Renunciation of earthly pleasure is admirable – good for the soul, as they used to say -- though its effectiveness as a goad to humility is probably compromised by so public an announcement. I wish Andrew well, though I will be unable to follow his example. Call me hedonistic but I’m weak and rather attached to my modest, old-fashioned pleasures. In my lexicon, literature without pleasure is a self-canceling proposition.

Because art doesn’t recognize the efficacy of affirmative action, neither do I. Not once have I entered a bookstore or library and said, “I want to read a book by a Congolese writer.” The only African writer on the shelves of my home library is St. Augustine. I have said, if one can actually be said to say such things, “I want to read a novel set in Africa,” and proceeded to read Heart of Darkness and Naipaul’s great A Bend in the River (neither a White American Male).

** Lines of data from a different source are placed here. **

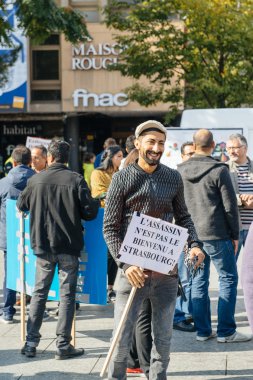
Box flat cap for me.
[135,120,167,138]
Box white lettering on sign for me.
[72,88,129,107]
[118,212,188,274]
[72,43,123,70]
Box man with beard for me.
[104,120,204,380]
[32,145,47,173]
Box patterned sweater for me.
[104,163,198,270]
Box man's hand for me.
[232,240,239,255]
[240,194,253,209]
[190,247,205,269]
[125,265,148,288]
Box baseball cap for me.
[135,120,167,138]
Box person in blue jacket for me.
[0,145,35,323]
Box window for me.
[32,50,59,80]
[31,34,61,102]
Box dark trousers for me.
[107,250,118,286]
[3,251,16,317]
[127,299,152,378]
[26,253,78,349]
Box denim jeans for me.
[192,240,238,337]
[2,251,16,317]
[108,270,178,380]
[173,252,192,324]
[235,230,249,261]
[26,253,78,349]
[127,298,152,378]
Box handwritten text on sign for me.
[118,212,188,274]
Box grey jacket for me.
[178,155,239,240]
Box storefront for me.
[0,15,174,170]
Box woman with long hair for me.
[91,145,123,302]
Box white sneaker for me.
[196,331,217,342]
[217,331,252,343]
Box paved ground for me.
[0,251,253,380]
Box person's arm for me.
[90,169,109,198]
[103,173,147,288]
[218,167,240,240]
[240,194,253,210]
[78,178,99,221]
[103,173,125,260]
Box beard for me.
[141,150,162,166]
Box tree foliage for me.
[0,0,90,86]
[105,0,253,119]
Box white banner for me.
[118,212,188,274]
[25,136,51,149]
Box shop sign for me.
[3,124,37,136]
[0,3,27,112]
[72,88,129,107]
[72,43,122,70]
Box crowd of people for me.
[0,120,253,380]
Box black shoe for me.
[55,345,84,360]
[173,321,196,332]
[21,343,36,358]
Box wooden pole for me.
[70,305,76,347]
[100,287,137,377]
[19,212,26,342]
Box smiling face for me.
[112,150,123,170]
[32,148,47,173]
[136,131,166,170]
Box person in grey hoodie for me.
[0,145,35,323]
[178,129,252,343]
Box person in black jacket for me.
[0,145,35,324]
[17,141,99,359]
[178,129,252,343]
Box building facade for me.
[0,0,178,170]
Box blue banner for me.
[6,199,107,305]
[0,3,28,113]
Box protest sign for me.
[118,212,188,274]
[25,136,51,149]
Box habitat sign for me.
[118,212,188,274]
[6,199,107,305]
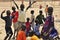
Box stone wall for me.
[0,0,60,2]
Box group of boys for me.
[1,1,59,40]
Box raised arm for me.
[12,0,19,10]
[1,10,5,19]
[26,1,36,11]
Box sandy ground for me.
[0,1,60,40]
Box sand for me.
[0,1,60,40]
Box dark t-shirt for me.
[1,16,12,27]
[36,15,44,24]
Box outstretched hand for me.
[12,0,14,1]
[2,10,5,13]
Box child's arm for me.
[12,0,19,10]
[43,15,46,21]
[1,10,5,19]
[26,1,36,11]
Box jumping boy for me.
[1,10,13,40]
[25,18,31,36]
[36,11,45,25]
[12,6,19,38]
[31,10,35,28]
[16,25,26,40]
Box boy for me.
[42,7,58,40]
[25,18,31,36]
[1,10,13,40]
[31,10,35,28]
[31,31,39,40]
[12,6,19,38]
[33,20,40,38]
[45,5,48,17]
[13,0,26,22]
[16,25,26,40]
[36,11,45,25]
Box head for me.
[48,7,53,15]
[40,5,42,9]
[46,5,48,7]
[39,10,43,15]
[35,19,39,24]
[21,25,26,31]
[31,10,34,14]
[27,18,30,22]
[6,10,11,16]
[12,6,16,11]
[20,3,25,11]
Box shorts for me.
[5,27,13,34]
[13,22,18,30]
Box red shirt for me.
[26,22,30,31]
[12,11,18,23]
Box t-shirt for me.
[18,11,26,22]
[45,7,48,13]
[43,16,54,32]
[16,31,26,40]
[36,15,44,24]
[25,22,30,31]
[31,35,39,40]
[26,36,31,40]
[31,15,35,27]
[12,11,19,23]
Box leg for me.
[4,34,9,40]
[8,28,13,40]
[8,33,13,40]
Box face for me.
[6,10,11,16]
[12,7,15,11]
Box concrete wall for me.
[0,0,60,2]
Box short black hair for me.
[21,25,26,31]
[31,10,34,14]
[48,7,53,15]
[39,10,43,13]
[35,19,39,23]
[20,4,25,11]
[46,5,48,7]
[12,6,16,10]
[27,18,30,20]
[6,10,11,15]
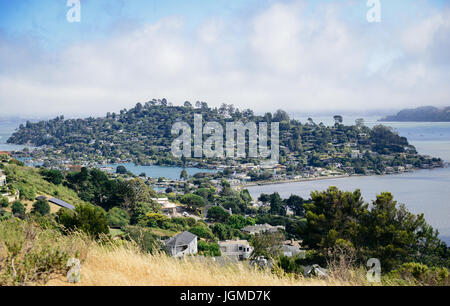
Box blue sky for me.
[0,0,450,115]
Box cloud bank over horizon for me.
[0,1,450,116]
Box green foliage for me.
[0,195,9,208]
[189,225,215,240]
[107,207,130,227]
[41,168,64,185]
[385,262,450,286]
[250,231,285,260]
[31,200,50,216]
[226,215,256,230]
[0,219,81,286]
[124,226,161,254]
[302,187,449,271]
[57,205,109,238]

David Myers is more analytically and polemically gifted than I, blessed with the rare, recessive trait of logical argument. In this case he speaks for me:

“What you are matters nothing in literature. It is how you write that makes all—and I do mean all—the difference.”

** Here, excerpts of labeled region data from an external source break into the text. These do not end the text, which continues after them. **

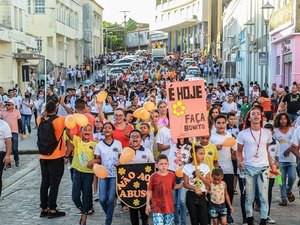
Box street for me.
[0,133,300,225]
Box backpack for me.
[37,115,64,156]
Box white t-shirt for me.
[156,126,176,156]
[94,140,122,177]
[237,128,272,167]
[182,163,210,192]
[210,132,237,174]
[221,102,237,113]
[0,120,11,152]
[274,127,296,162]
[291,127,300,148]
[127,145,154,164]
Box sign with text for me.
[116,163,155,209]
[166,80,209,139]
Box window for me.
[37,40,43,52]
[276,56,280,75]
[34,0,45,13]
[27,0,31,14]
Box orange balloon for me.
[65,115,76,129]
[223,137,236,147]
[119,147,135,164]
[73,113,89,127]
[96,91,107,103]
[132,108,144,118]
[144,102,155,112]
[175,166,183,178]
[93,163,108,179]
[140,109,150,120]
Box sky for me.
[96,0,155,23]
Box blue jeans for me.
[11,133,19,161]
[99,177,116,225]
[173,177,187,225]
[21,114,31,134]
[72,169,94,214]
[245,169,269,219]
[279,162,296,201]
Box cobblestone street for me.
[0,155,300,225]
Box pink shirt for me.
[0,109,21,133]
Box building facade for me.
[0,0,38,91]
[150,0,224,61]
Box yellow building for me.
[150,0,228,59]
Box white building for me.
[0,0,37,91]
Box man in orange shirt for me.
[0,99,24,169]
[38,101,66,219]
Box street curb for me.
[19,149,39,155]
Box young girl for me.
[209,168,234,225]
[183,146,211,225]
[66,124,97,225]
[95,122,122,225]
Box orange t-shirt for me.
[259,97,272,112]
[37,116,66,160]
[70,113,95,141]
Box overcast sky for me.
[96,0,155,23]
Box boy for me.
[146,154,182,225]
[209,168,234,225]
[210,115,236,224]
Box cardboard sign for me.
[166,80,209,139]
[116,163,155,209]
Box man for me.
[0,99,24,169]
[0,120,12,197]
[279,84,300,122]
[38,101,66,219]
[128,130,154,225]
[237,107,275,225]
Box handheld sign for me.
[116,163,155,209]
[166,80,209,139]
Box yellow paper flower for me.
[172,100,186,117]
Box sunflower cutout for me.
[172,101,186,117]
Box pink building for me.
[269,1,300,86]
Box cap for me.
[4,99,15,104]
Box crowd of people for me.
[0,51,300,225]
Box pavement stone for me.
[0,154,300,225]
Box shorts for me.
[208,202,227,218]
[153,213,174,225]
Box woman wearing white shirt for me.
[237,107,275,225]
[274,113,296,206]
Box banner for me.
[116,163,155,209]
[166,80,209,139]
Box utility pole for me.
[120,10,130,52]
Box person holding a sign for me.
[95,122,122,225]
[127,130,154,225]
[183,146,211,225]
[237,107,276,225]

I started this post with The Franchiser because I’m rereading it and because Elkin (Jewish American Male) is a useful example of a writer whose style makes all the difference. A potted précis of The Franchiser would go something like this: With his inheritance (the prime interest rate – 1.45 percent – for 1950) Ben Flesh buys franchises like Howard Johnson’s and Fred Astaire dance studios and…Forget it. It’s beside the point. You can reduce Joyce Carol Oates’ 327th novel to a nugget of plot, render soap from its fat, and you’re not missing much. But Elkin is “word-besotted” (borrowed from Cynthia Ozick, JAF), even more than his friend William Gass (WAM), but immensely funnier. Literature is the part you can’t distill into a Cliff-Notes essence. Reduce this from Finsberg’s monologue:

“It’s incredible really. Amazing. Who could believe it? You weren’t aborted, you didn’t end up in a scum bag. You survived the infant mortality stuff. You made it past measles, polio, mumps. You outwitted whooping cough, typhoid, VD….And even without parents you’ve got clothes, shelter, sex, what to eat – you know, the drives, the hydramatics of being, four on the floor and more where they came from. Yes, and you get the point of jokes and have a favorite movie and maybe even the room where you stay is done up in your best color. My God, lad, you’re a fucking celebration!”

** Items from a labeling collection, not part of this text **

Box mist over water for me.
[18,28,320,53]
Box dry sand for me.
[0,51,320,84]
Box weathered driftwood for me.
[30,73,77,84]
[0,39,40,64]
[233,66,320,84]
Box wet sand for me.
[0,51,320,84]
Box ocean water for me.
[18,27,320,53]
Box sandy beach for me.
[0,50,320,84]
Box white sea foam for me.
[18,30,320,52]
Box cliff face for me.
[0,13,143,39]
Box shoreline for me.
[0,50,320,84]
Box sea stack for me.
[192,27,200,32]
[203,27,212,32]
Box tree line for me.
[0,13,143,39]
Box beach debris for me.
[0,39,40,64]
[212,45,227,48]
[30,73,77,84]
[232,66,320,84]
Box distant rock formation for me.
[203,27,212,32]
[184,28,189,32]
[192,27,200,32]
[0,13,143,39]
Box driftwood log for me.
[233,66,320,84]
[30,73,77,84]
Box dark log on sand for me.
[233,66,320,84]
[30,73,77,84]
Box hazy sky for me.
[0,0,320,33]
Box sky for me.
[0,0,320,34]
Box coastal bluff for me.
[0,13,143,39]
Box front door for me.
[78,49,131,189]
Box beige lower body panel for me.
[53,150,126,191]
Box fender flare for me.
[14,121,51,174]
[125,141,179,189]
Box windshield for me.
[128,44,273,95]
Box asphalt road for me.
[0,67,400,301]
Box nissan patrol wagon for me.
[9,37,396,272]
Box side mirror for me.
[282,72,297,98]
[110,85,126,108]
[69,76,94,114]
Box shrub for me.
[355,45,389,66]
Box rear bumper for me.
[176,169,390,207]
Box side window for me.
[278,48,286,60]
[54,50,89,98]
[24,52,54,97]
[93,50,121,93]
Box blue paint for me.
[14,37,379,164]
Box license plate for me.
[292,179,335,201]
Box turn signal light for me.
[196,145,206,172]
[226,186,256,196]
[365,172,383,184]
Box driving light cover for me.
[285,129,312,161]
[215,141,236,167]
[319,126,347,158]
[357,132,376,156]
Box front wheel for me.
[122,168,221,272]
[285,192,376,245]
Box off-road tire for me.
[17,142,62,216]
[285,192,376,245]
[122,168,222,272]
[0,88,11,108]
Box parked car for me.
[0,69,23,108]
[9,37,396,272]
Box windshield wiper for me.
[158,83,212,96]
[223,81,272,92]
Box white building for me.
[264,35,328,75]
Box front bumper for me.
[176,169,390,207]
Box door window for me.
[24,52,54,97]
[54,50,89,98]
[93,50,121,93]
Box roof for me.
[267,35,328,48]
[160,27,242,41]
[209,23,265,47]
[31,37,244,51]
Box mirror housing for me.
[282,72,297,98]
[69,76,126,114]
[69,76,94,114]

It can’t be done. This is a surfeit of metaphor, a hemorrhage of metaphor, a fucking celebration of metaphor, and Andrew will miss it and a thousand other delights. Imagination trumps politics every time. Let’s give a woman, Ozick in “Metaphor and Memory,” the last word:

“Through metaphor, the past has the capacity to imagine us, and we it. Through metaphorical concentration, doctors can imagine what it is to be their patients. Those who have no pain can imagine those who suffer. Those at the center can imagine what it is to be outside. The strong can imagine the weak. Illuminated lives can imagine the dark. Poets in their twilight can imagine the borders of stellar fire. We strangers can imagine the familiar hearts of strangers.”


fran manushkin said...

I used to read Stanley Elkin every morning and had the chance to tell this to Elkin after a reading he gave in New York. His reponse to my telling him I read him each morning was, "Before peeing or after?"
Whenever I need lift, I read any page of his incredibly alive prose.

D. G. Myers said...

By the time I got to Washington University to study under him, Stanley Elkin was confined to a wheelchair by M.S. At the end of the first semester, he and his wife Joan came to my apartment for dinner. I had organized an English department softball game; he mentioned it; in an awkward 22-year-old’s attempt to ignore his “disability,” I told him that he should join the game. He gestured toward his wheelchair. “What am I supposed to do?” he growled. “You could be the designated hitter,” I stuttered. “I couldn’t designated hit the ball,” he said.